Justice of the Supreme Court of Illinois
- In office 1933 – September 18, 1937

Personal details
- Born: Lott Russell Herrick December 8, 1871
- Died: September 18, 1937 (aged 65) Rochester, Minnesota, U.S.
- Resting place: Farmer City, Illinois, U.S.
- Education: University of Illinois Urbana-Champaign University of Michigan
- Occupation: Lawyer, jurist

= Lott R. Herrick =

American judge (1871–1937)

Lott Russell Herrick (December 8, 1871 – September 18, 1937) was an American lawyer and jurist.

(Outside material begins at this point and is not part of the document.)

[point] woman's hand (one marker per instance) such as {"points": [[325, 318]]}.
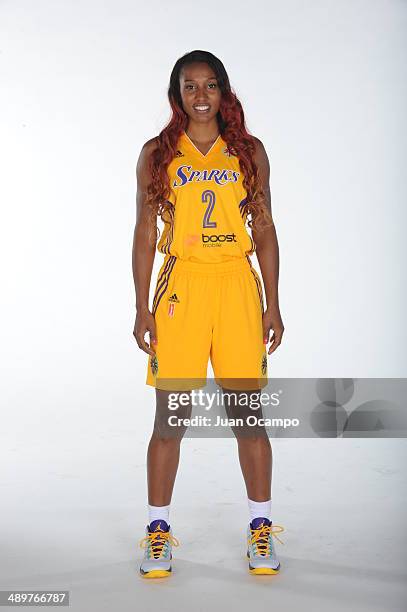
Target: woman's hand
{"points": [[272, 321], [145, 322]]}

Born in Farmer City, Illinois, Herrick graduated from Farmer City High School in 1888. He then graduated from the Liberal Arts School of the University of Illinois Urbana-Champaign in 1892 and the University of Michigan Law School in 1894. He then practiced law with his father and later with his brother in Farmer City, Illinois. From 1902 to 1904, Herrick served as county judge of DeWitt County, Illinois. He also served as president of the Board of Education of the Moore Township High School. From 1933 until his death in 1937, Herrick served on the Illinois Supreme Court. Herrick died in Rochester, Minnesota at the Mayo Clinic from brain lesions. He was buried in Farmer City, Illinois.